Author Topic: language-tagalog or bisayan to english books  (Read 849 times)

Offline nerd4444

  • Full Member
  • **
  • Posts: 6
language-tagalog or bisayan to english books
« on: March 16, 2018, 01:45:27 AM »
I saw a post about filipino language books to English. I am interested in acquiring such.

george

Offline sussexrob

  • Full Member
  • **
  • Posts: 41
Re: language-tagalog or bisayan to english books
« Reply #1 on: March 16, 2018, 05:54:41 PM »
I have purchased a few books to try and learn the language.   Depending on which part you are living in, if you are in the Visayas,  I can recommend  a book titled Maayong Buntag, written by a guy called Steve W. Chadde.   Very good read and very helpful , includes English-Visayan and Visayan -English Dictionaries.

Offline nerd4444

  • Full Member
  • **
  • Posts: 6
Re: language-tagalog or bisayan to english books
« Reply #2 on: March 17, 2018, 09:02:09 AM »
thank you for info led me to purchanse on amazon.

Offline UNGGOY

  • New Member
  • *
  • Posts: 0
  • BANNED for insulting members
Re: language-tagalog or bisayan to english books
« Reply #3 on: March 26, 2018, 03:09:33 AM »
I saw a post about filipino language books to English. I am interested in acquiring such.

george
Only people in Manila speak Tagalog. And Bisayan is not a language.

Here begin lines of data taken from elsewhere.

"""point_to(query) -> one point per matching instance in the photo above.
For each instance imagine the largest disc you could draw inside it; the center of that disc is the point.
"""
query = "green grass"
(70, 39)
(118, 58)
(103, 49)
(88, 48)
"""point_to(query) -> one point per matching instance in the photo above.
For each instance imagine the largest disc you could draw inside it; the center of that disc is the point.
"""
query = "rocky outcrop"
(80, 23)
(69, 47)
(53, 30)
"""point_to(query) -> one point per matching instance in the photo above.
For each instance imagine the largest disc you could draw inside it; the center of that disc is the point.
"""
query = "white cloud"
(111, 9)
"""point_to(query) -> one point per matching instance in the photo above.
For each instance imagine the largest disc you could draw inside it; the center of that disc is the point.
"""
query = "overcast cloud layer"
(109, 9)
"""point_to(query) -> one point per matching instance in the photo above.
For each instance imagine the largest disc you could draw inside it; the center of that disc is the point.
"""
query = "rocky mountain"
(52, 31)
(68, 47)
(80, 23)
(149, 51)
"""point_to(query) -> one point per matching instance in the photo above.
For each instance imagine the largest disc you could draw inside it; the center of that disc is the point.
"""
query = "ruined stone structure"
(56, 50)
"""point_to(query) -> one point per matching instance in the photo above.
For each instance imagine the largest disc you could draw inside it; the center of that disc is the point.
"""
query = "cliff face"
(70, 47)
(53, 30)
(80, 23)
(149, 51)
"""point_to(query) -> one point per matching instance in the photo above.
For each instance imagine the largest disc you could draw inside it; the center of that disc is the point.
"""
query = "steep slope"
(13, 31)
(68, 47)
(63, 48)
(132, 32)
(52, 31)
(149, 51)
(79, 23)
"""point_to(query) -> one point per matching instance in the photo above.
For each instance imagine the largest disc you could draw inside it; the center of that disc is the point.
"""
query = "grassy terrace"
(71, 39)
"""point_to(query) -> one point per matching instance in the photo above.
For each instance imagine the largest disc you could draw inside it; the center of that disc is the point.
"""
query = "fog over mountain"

With nearly 200 different languages spoken in the Philippines, it depends on what you want.

Personally, I think Filipino is best to learn. In Manila you will sound educated. And people should generally understand you in province. I personally hate Tagalog though.
This member has been BANNED for repeatedly insulting other members.

Offline Lee2

  • Administrator
  • Sr Member
  • ******
  • Posts: 3,385
  • *** Rest In Peace ***
Re: language-tagalog or bisayan to english books
« Reply #4 on: March 26, 2018, 09:53:32 AM »
Only people in Manila speak Tagalog. And Bisayan is not a language.

With nearly 200 different languages spoken in the Philippines, it depends on what you want.

Personally, I think Filipino is best to learn. In Manila you will sound educated. And people should generally understand you in province. I personally hate Tagalog though.
Sort of wrong according to Wiki
Quote
Visayan languages
Visayan (Bisaya or Binisaya) is a group of languages of the Philippines that are related to Tagalog and Bikol, all three of which are part of the Central Philippine languages. Most Visayan languages are spoken in the whole Visayas section of the country, but they are also spoken in the Bicol Region (particularly in Masbate), islands south of Luzon, such as those that make up Romblon, most of the areas of Mindanao and the province of Sulu located southwest of Mindanao. Some residents of Metro Manila also speak Visayan.

Over 30 languages constitute the Visayan language family. The Visayan language with the most speakers is Cebuano, spoken by 20 million people as a native language in Central Visayas, parts of Eastern Visayas, and most of Mindanao. Two other well-known and widespread Visayan languages are Hiligaynon (Ilonggo), spoken by 10 million in most of Western Visayas and SOCCSKSARGEN; and Waray-Waray, spoken by 3 million in Eastern Visayas.

The whole Philippines is not Tagalog and while people from the north may not like it, there is a whole other world in the middle to the south of wonderful warm people who would differ with anyone who says their language is not a language and that would include the current president of the Philippines.
Quote
Cebuano language
The Cebuano language, alternatively called Cebuan (/sɛˈbuːən/ seh-BOO-ən)[8][9] and also often colloquially albeit informally referred to by most of its speakers simply as Bisaya ("Visayan", not to be confused with other Visayan languages nor Brunei Bisaya language), is an Austronesian regional language spoken in the Philippines by about 21 million people, mostly in Central Visayas,[10] western parts of Eastern Visayas and most parts of Mindanao, most of whom belong to various Visayan ethnolingusitic groups, mainly the Cebuanos.[11] It is the by far the most widely spoken of the Visayan languages, which are in turn part of wider the Philippine languages. The reference to the language as Bisaya is not encouraged anymore by linguists due to the many languages within the Visayan language group that may be confused with the term. The Komisyon ng Wikang Filipino, the official regulating body of Philippine languages, spells the name of the language as Sebwano.
:) Happily married since 1994 & live part of the year in Cebu and the rest in S. Florida.